EXAMPLE 8: The declaration char s[] = "abc", t[3] = "abc"; defines "plain" char array objects s and t whose elements are initialized with character string literals. This declaration is identical to char s[] = { 'a', 'b', 'c', '\0' }, t[] = { 'a', 'b', 'c' }; The contents of the arrays are modifiable. On the other hand, the declaration char *p = "abc"; defines p with type "pointer to char" and initializes it to point to an object with type "array of char" with length 4 whose elements are initialized with a character string literal.

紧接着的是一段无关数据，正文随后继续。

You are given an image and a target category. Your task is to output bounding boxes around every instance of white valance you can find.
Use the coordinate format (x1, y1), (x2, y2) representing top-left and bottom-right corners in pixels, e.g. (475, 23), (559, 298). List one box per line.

If an attempt is made to use p to modify the contents of the array, the behavior is undefined.

GCC 4.8 x86-64 ELF实现

计划:

#include <stdio.h>

int main(void) {
    char *s = "abc";
    printf("%s\n", s);
    return 0;
}

编译和反编译:

gcc -ggdb -std=c99 -c main.c
objdump -Sr main.o

输出包含:

 char *s = "abc";
8:  48 c7 45 f8 00 00 00    movq   $0x0,-0x8(%rbp)
f:  00 
        c: R_X86_64_32S .rodata

结论:GCC将char* it存储在.rodata部分,而不是在.text中。

但是请注意,默认的链接器脚本将.rodata和.text放在同一个段中,该段有执行权限,但没有写权限。这可以观察到:

readelf -l a.out

它包含:

 Section to Segment mapping:
  Segment Sections...
   02     .text .rodata

如果我们对char[]做同样的操作:

 char s[] = "abc";

我们获得:

17:   c7 45 f0 61 62 63 00    movl   $0x636261,-0x10(%rbp)

因此它被存储在堆栈中(相对于%rbp)。